Миколка присел, вынул из-за пазухи деньги и на коленке красными тридцатками отсчитал все сто пятьдесят тысяч. Каждые пятьдесят тысяч мать перевязала верёвочкой, так что три раза по пятьдесят — и корова твоя. Да ещё пятьдесят в запасе!
— Нате, тётенька.
— А ты-то откуда будешь? Как же тебя одного послали?
— Да я из Кумаров, слыхали? Мамка больная, на печке лежит, да двое малышей. А батю с войны ждём. Берите! Берите!

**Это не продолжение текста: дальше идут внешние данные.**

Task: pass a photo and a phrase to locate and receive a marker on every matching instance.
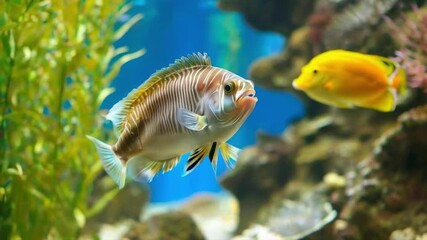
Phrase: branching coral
(411, 35)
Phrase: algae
(57, 60)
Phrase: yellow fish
(346, 79)
(188, 106)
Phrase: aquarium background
(172, 29)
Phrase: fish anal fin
(196, 157)
(213, 155)
(144, 170)
(385, 102)
(229, 154)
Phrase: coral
(355, 23)
(260, 171)
(411, 36)
(174, 225)
(391, 182)
(57, 60)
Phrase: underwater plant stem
(5, 162)
(62, 83)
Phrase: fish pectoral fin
(385, 102)
(229, 154)
(196, 157)
(111, 162)
(144, 170)
(191, 120)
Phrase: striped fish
(188, 106)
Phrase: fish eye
(229, 87)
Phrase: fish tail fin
(111, 162)
(385, 102)
(144, 170)
(229, 154)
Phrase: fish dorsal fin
(120, 111)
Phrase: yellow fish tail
(112, 163)
(402, 84)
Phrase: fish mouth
(250, 93)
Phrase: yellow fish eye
(229, 87)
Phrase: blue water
(171, 29)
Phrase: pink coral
(411, 35)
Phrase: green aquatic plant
(56, 61)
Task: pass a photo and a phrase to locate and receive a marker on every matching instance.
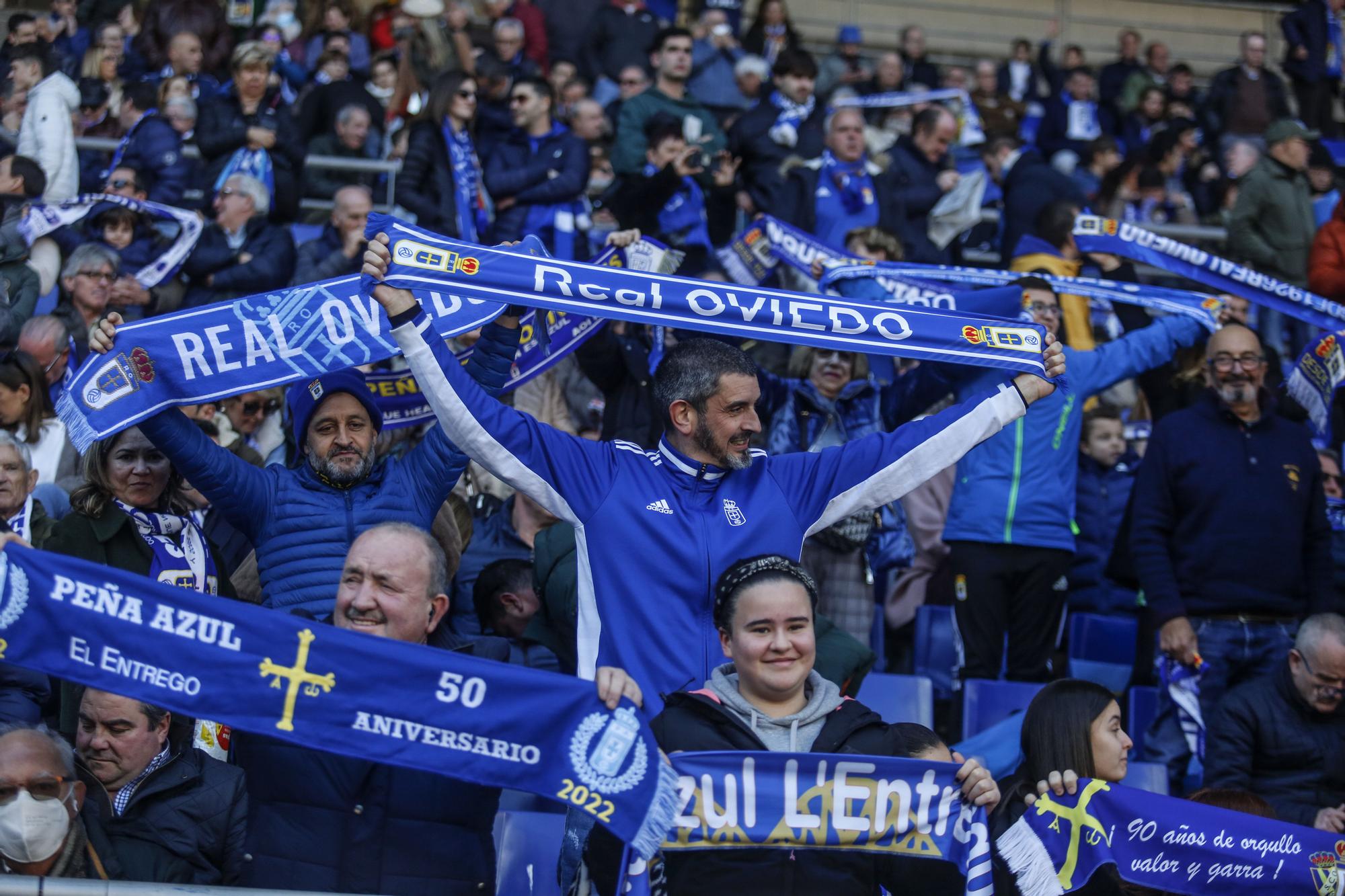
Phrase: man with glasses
(537, 177)
(38, 780)
(1280, 736)
(173, 814)
(1011, 517)
(1230, 533)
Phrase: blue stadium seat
(985, 702)
(899, 697)
(937, 649)
(1102, 649)
(1141, 710)
(1152, 776)
(527, 845)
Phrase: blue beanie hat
(307, 395)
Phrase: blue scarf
(1168, 844)
(1317, 373)
(428, 264)
(467, 184)
(181, 552)
(40, 220)
(1104, 235)
(876, 805)
(322, 688)
(683, 218)
(792, 115)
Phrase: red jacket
(1327, 260)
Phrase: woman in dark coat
(254, 116)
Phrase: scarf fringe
(1030, 861)
(658, 819)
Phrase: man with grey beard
(303, 518)
(1230, 533)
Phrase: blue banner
(430, 266)
(1171, 845)
(322, 688)
(1130, 241)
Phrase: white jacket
(48, 136)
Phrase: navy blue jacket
(1101, 497)
(302, 526)
(1307, 28)
(518, 169)
(336, 823)
(1231, 518)
(915, 175)
(750, 139)
(271, 267)
(1031, 186)
(154, 147)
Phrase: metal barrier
(338, 163)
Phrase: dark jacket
(223, 130)
(1231, 518)
(800, 204)
(521, 167)
(426, 184)
(618, 40)
(1101, 498)
(697, 723)
(271, 267)
(325, 257)
(1031, 186)
(1307, 28)
(155, 147)
(1268, 740)
(111, 538)
(337, 823)
(915, 175)
(750, 139)
(185, 823)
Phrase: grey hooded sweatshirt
(789, 733)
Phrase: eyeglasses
(1330, 692)
(1223, 364)
(42, 790)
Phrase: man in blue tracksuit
(656, 529)
(303, 520)
(1011, 518)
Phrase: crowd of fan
(1175, 485)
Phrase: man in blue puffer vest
(303, 520)
(1009, 522)
(654, 530)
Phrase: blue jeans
(1234, 651)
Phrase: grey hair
(1316, 627)
(65, 754)
(753, 65)
(508, 24)
(349, 111)
(88, 255)
(255, 190)
(25, 455)
(438, 561)
(692, 370)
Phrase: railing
(338, 163)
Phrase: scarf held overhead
(1130, 241)
(322, 688)
(427, 264)
(1168, 844)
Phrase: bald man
(1230, 534)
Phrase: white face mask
(33, 830)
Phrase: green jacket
(1272, 228)
(841, 658)
(629, 150)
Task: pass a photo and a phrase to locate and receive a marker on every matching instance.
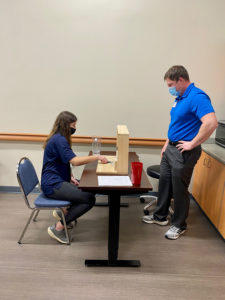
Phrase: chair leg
(35, 217)
(25, 228)
(65, 227)
(154, 200)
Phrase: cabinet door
(221, 226)
(211, 204)
(200, 180)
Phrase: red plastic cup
(136, 171)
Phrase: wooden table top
(89, 179)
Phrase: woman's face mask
(72, 130)
(173, 91)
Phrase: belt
(173, 143)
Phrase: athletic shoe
(60, 236)
(57, 214)
(150, 220)
(174, 232)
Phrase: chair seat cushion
(43, 201)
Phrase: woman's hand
(103, 159)
(74, 181)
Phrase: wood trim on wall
(29, 137)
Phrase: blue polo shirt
(186, 113)
(56, 166)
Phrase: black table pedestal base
(107, 263)
(106, 204)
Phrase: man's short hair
(175, 72)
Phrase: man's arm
(209, 124)
(164, 147)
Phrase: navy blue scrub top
(56, 166)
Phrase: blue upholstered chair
(28, 180)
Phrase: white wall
(105, 61)
(11, 152)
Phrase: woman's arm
(83, 160)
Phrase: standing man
(192, 122)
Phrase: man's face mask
(173, 91)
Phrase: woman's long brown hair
(62, 126)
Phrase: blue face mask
(173, 91)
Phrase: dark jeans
(81, 202)
(176, 169)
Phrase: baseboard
(15, 189)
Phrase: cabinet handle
(204, 161)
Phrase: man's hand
(74, 181)
(184, 146)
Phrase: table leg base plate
(106, 263)
(106, 204)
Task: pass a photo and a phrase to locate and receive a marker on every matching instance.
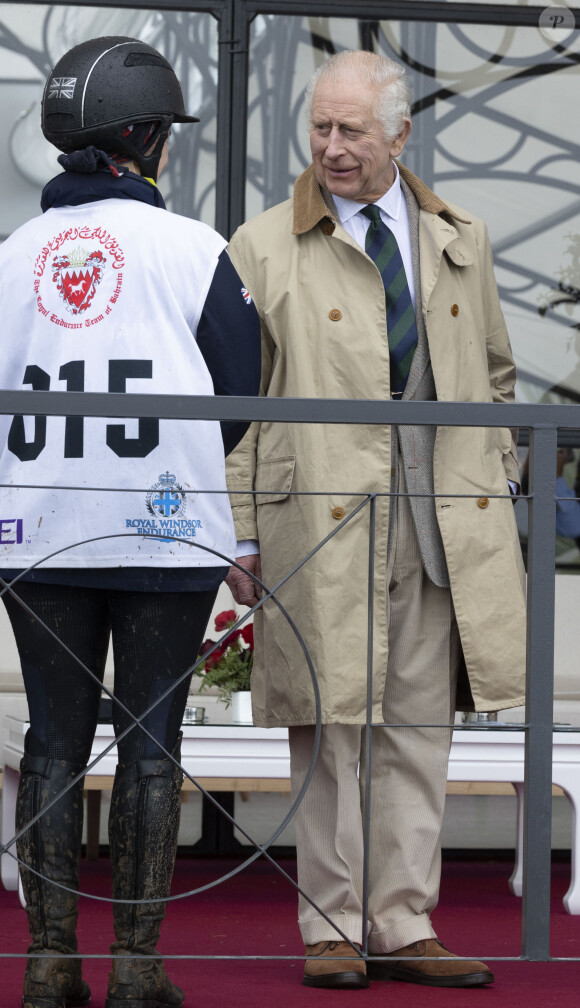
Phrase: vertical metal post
(368, 729)
(540, 694)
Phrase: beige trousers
(408, 776)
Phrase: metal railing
(545, 423)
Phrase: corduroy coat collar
(310, 206)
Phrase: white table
(232, 757)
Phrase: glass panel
(32, 38)
(492, 113)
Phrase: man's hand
(242, 588)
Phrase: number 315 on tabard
(74, 374)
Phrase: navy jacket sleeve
(229, 339)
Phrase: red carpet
(253, 914)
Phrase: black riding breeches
(63, 644)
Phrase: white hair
(389, 79)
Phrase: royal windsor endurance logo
(166, 498)
(166, 503)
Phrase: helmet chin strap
(144, 148)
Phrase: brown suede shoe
(325, 968)
(444, 970)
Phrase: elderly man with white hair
(369, 286)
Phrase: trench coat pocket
(273, 479)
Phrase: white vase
(242, 708)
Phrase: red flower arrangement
(229, 663)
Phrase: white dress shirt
(392, 209)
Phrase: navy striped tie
(380, 245)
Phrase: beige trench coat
(321, 301)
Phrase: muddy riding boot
(51, 848)
(143, 825)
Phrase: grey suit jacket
(416, 444)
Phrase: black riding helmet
(102, 93)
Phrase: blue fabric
(381, 246)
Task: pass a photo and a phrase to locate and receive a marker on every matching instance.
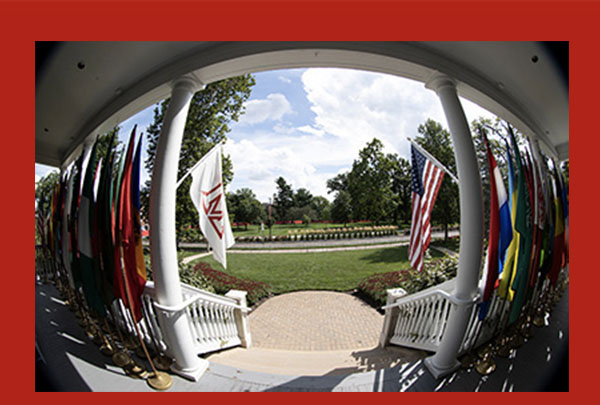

Пока тётенька, шевеля сухими губами, скрюченными пальцами пересчитывала деньги, Миколка ещё раз осмотрел коровёнку. Теперь она была своя, домашняя, и теперь она понравилась ему на всю жизнь, и так понравилась, что, откуда ни возьмись, вдруг и духи снова запахли под носом. Миколка глянул в коровьи глаза и спросил:
— А как тебя зовут?
Коровёнка мигнула, в глазах её, тёмно-голубых, что-то мелькнуло, а что — не разобрать.
— Ну, сынок, бери её и веди да присматривай там за ней дома. Она у меня смирная, не билась, не бодалась, ела что давали. — И тётенька отдала Миколке верёвку и клочок прошлогодней травы.
— Пойду, — сказал и Миколка, — а то скоро стемнеет.
Он взял верёвку, и коровёнка послушно пошлёпала за ним по серой базарной земле домой, в Миколкино село.
Они отошли далеко и уже издали оглянулись — тётенька стояла на том же месте и глядела им вслед, вытирая слёзы.
— Тётя! — крикнул Миколка. — А как же её зовут?
— Первинкой, сынок, Первинкой…
По улицам городка прошли они спокойно. Напрасно Миколка набрал полные карманы камней: собак в городе почти не осталось — одних перестреляли, другие разбежались, попрятались с перепугу по лесам и оврагам. Миколка с Первинкой вышли на дорогу, и тут началась ужасная грязь.
Убегая, немецкие танки и машины изгрызли, измяли землю. Чуть не на каждом шагу Миколкины чуни засасывало грязью, и пока он выдёргивал одну — увязала другая. Хоть плачь!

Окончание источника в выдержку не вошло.